See, now if you're already annoyed with me, which is ok,...there's the little "x" up there in the corner....just sayin' - it'll get worse before it gets better. You've been warned.
Looking back, I would say with clarity that anxiousness (among other things) kind of sums up the entire thing. Start to finish.
We had been fund-raising, and that was stressful. I was sure the money would be there somewhere deep down, but I was scared to death it wouldn't. O ye of little faith. I know. But still. What if we didn't...and then what? And the many nasty e-mails and comments people recklessly flung at us during that time. Making us feel bad for even trying. Making us feel guilty for pursuing her the only way we knew at that point. So many blessings though...so much encouragement to keep on keeping on. So many kindnesses and extensions of love. That's what kept us in the place we needed to be in order to get on that plane.
Have you ever heard of "loss aversion"? It's like this...and hold the offense until I explain how it applies: you're at an amusement park. You hop in a very long line for the best ride. You know it's a great ride. You hear the squeals of delight of the riders. You see them smiling and laughing as they exit. So you wait. And you wait. And the line moves ever so slowly. Forever it seems. But there is the lure... About 3/4 of the way through, the ride shuts down for an indefinite amount of time.
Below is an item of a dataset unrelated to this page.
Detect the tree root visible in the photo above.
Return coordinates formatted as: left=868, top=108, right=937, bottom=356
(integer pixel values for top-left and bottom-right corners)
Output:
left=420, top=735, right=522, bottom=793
You have to decide. Leave or stay? Wait or jump ship? You figure you have already waited so long, and you're 3/4 of the way there...to leave now would be foolish. It's a "loss" to bail out. So you do what avoids the loss of the time you've spent. You stay in line and wait. Loss aversion.
I think this applies a little bit to those waiting for the China program to come through. Loss aversion. You've already waited so long...to cut out seems too painful. Such a waste of time. Your time. Your life on hold. Loss aversion.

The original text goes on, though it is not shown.